Objective appraisal and performance reviews should be used instead of relying on instinct.  Potential promotion candidates should have equal access to relevant training, regardless of age. All age groups should be encouraged to apply for all posts, even if historically they have gone to older or younger candidates.  The ages of those applying for, and receiving, promotion should be monitored.

Recruitment

Recruitment materials should avoid references to age or age ranges unless the employer can show objectively that it is appropriate and necessary to apply an age criterion to a job.  Care will need to be taken with the wording of advertisements.  Words that could imply age, such as ‘mature’, youthful’, ‘modern’, ‘senior’, ‘recent graduate’ or even ‘experienced’ will need to be avoided.

If your firm uses a graduate scheme, they will need to avoid criteria such as ‘under 25’.  Plus, they will have to consider where they place their job advertisements (i.e. College of Law noticeboards only?) – could they be seen as targeting one age group only? 
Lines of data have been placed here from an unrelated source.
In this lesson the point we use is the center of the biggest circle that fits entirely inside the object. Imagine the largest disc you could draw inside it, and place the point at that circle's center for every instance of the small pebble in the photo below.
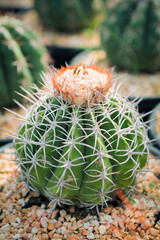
(44, 222)
(21, 202)
(102, 229)
(90, 236)
(17, 236)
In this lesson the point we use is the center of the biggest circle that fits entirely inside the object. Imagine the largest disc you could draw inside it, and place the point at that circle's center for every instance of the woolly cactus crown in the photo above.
(81, 140)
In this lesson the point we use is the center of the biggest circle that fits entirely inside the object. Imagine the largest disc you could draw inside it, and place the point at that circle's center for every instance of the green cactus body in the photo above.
(68, 16)
(20, 59)
(130, 35)
(79, 144)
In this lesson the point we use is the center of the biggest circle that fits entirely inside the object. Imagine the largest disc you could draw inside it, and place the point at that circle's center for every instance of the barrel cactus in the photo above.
(20, 59)
(67, 16)
(130, 35)
(81, 140)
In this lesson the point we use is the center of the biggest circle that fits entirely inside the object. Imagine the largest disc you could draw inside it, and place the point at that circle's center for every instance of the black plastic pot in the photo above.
(5, 10)
(62, 55)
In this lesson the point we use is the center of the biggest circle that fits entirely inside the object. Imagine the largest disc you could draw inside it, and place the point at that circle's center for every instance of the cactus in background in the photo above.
(130, 35)
(81, 139)
(67, 15)
(20, 59)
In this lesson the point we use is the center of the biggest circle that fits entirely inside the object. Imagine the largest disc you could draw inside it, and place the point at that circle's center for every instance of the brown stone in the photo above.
(51, 226)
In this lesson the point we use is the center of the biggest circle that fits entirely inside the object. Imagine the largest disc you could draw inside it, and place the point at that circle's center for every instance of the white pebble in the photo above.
(34, 230)
(17, 236)
(4, 226)
(102, 229)
(44, 221)
(63, 213)
(21, 202)
(18, 220)
(63, 229)
(86, 225)
(43, 206)
(10, 207)
(39, 212)
(152, 204)
(90, 236)
(108, 218)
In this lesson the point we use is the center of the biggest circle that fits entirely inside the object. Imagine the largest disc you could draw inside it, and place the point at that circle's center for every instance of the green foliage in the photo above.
(130, 35)
(68, 16)
(20, 59)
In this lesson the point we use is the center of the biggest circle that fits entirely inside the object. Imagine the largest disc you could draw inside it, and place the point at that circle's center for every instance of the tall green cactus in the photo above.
(20, 59)
(131, 37)
(81, 140)
(65, 15)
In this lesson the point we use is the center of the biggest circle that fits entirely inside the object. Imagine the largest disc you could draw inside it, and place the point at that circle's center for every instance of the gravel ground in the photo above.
(27, 215)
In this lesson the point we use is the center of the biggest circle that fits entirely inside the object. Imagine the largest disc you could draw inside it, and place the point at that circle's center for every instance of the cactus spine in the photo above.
(130, 35)
(20, 59)
(82, 140)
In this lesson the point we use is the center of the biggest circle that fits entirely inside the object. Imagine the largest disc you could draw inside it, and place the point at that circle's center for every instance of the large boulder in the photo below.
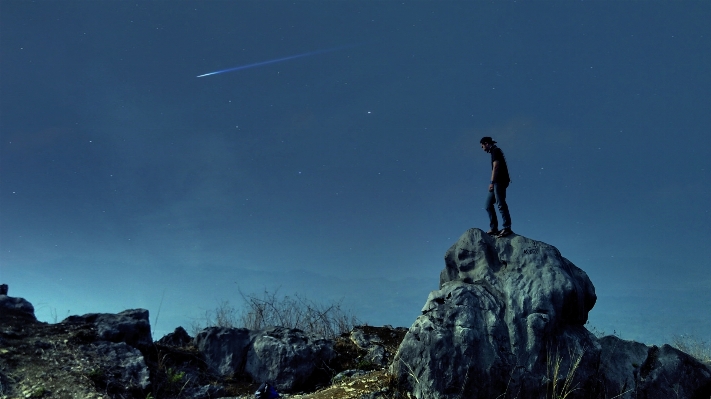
(130, 326)
(508, 311)
(287, 358)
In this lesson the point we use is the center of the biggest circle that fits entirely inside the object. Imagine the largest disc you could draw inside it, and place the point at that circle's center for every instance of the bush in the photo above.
(270, 309)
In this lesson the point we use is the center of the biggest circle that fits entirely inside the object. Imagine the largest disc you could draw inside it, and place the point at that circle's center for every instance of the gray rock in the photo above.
(506, 309)
(372, 344)
(18, 307)
(670, 373)
(225, 349)
(632, 370)
(204, 392)
(620, 361)
(124, 368)
(130, 326)
(178, 338)
(288, 359)
(507, 312)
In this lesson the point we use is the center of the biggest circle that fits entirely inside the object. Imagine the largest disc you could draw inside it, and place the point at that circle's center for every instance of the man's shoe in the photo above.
(505, 232)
Although it will not be unlawful for firms to ask for date of birth on application forms, they do need to consider why it is necessary. It is best practice to include it in their diversity monitoring form alongside other equality information instead.  Firms will need to be careful that other age-related factors have not been used, such as schooling or amount of postqualification experience, by using non age-based recruitment criteria.

Benefits

A ‘five-year exemption’ clause means that benefits based on a length of service requirement of five years or less can continue. Beyond that, length of service can be rewarded provided the employer can show an objective justification, for example, that there is an advantage from rewarding loyalty, encouraging motivation or recognising experience.  All employees, whatever their age, will be entitled to the same level of benefits, even if providing that benefit to one age group incurs a greater cost for the employer.  So if an employer chooses to allow employees to work beyond the retirement age of 65, the fact that a benefit such as permanent health cover becomes more expensive will not justify the employer in not providing that cover if they still provide it to younger employees.

Partnerships

Importantly, partnerships should not be offered, refused or terminated on the basis of length of service. Age and length of post-qualification experience should also be avoided – firms should use expertise, skills and competencies instead.  If your firm has lockstep arrangements for partnership progression, they should be moving towards a merit-based system. This addresses the problem of older, underperforming partners who refuse to retire and who might be able to make a claim if an attempt were made to remove them purely on the basis of age. 

Retirement

Under the new regulations the national default retirement age is 65. Compulsory retirement before 65 is unlawful, unless the employer can show that there is a legitimate business reason for it.  In addition, the employee has the right to request to work beyond 65, and the employer must inform the employee of this right. If a request is made, the employer must consider it. Having considered it, the employer is free to decide whether to grant it or not.  Criteria for extending the retirement age beyond 65 will need to be consistent to avoid  accusations that retirement is used selectively as a tool for dismissal.

Instructing Counsel

As with other anti-discrimination legislation, the age regulations contain provisions which make it unlawful to discriminate against a barrister or advocate in relation to the ‘giving, withholding or acceptance of instructions’ or to subject a barrister to detriment or harassment.  In practice this means that firms should instruct counsel on the basis of skill and capability, and not on age or length of call. If a client specifically requests a barrister of a particular age or length of call, then firms must not agree unless there are justifiable reasons for doing so.  If the client will not withdraw that part of their instructions, the firm should cease representing that client.